Di Eropa misalnya, berbagai protokol diberlakukan untuk membatasi permintaan minyak sawit. juga yang terus meningkat juga mendorong makin banyak minat ke arah alternatif baru terhadap minyak sawit.
ADVERTISEMENT
SCROLL TO CONTINUE WITH CONTENT
Peneliti di Universitas Wegeningen, Belanda selama tujuh tahun ini mengembangkan ragi yang difermentasi oleh mikroba sebagai bahan pengembangan zat sejenis kelapa sawit.
Profesor Jurgen Hugenholtz bersama sekelompok investor mendirikan NoPalm Ingredients yang mendasarkan cara kerja temuannya menggunakan teknologi fermentasi sebagai alat untuk mengubah aliran limbah pertanian pangan, seperti kulit kentang dan susu asam (sejenis yoghurt atau dadih), menjadi minyak dan lemak ragi berkualitas tinggi.

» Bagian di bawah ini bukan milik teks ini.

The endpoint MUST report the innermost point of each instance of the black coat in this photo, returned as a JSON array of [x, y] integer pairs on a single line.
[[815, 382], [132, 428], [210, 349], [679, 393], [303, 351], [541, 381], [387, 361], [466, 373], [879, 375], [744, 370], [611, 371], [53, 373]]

"Kami menggunakan proses yang mirip dengan pembuatan bir, seperti saat membuat bir atau anggur. Namun, tidak seperti pembuatan alkohol, kami menggunakan ragi khusus yang dapat membuat minyak. Minyak ini sama seperti minyak kelapa sawit, tetapi berasal dari ragi, bukan dari pohon," jelas Julie Cortel, Manajer Pengembangan Bisnis NoPalm Ingredients melalui surat elektronik pada CNN Indonesia mewakili Hugenholtz.
Studi spesifik untuk menemukan alternatif sawit mulai menemukan titik terang setelah Hugenholtz fokus pada limbah sayuran dan dadih keju.
"Sebelumnya menggunakan fermentasi untuk mengubah bahan limbah menjadi bahan berharga seperti perasa, antimikroba, dan vitamin. Terobosan besar terjadi pada akhir tahun 2022, ketika kami berhasil memproduksi minyak dalam skala besar (2000 liter) dan pada awal tahun 2023, kami menunjukkan bahwa kami dapat membuat minyak dengan fermentasi berbagai produk sampingan makanan, seperti dadih keju dan limbah sayuran," tambah Cortel.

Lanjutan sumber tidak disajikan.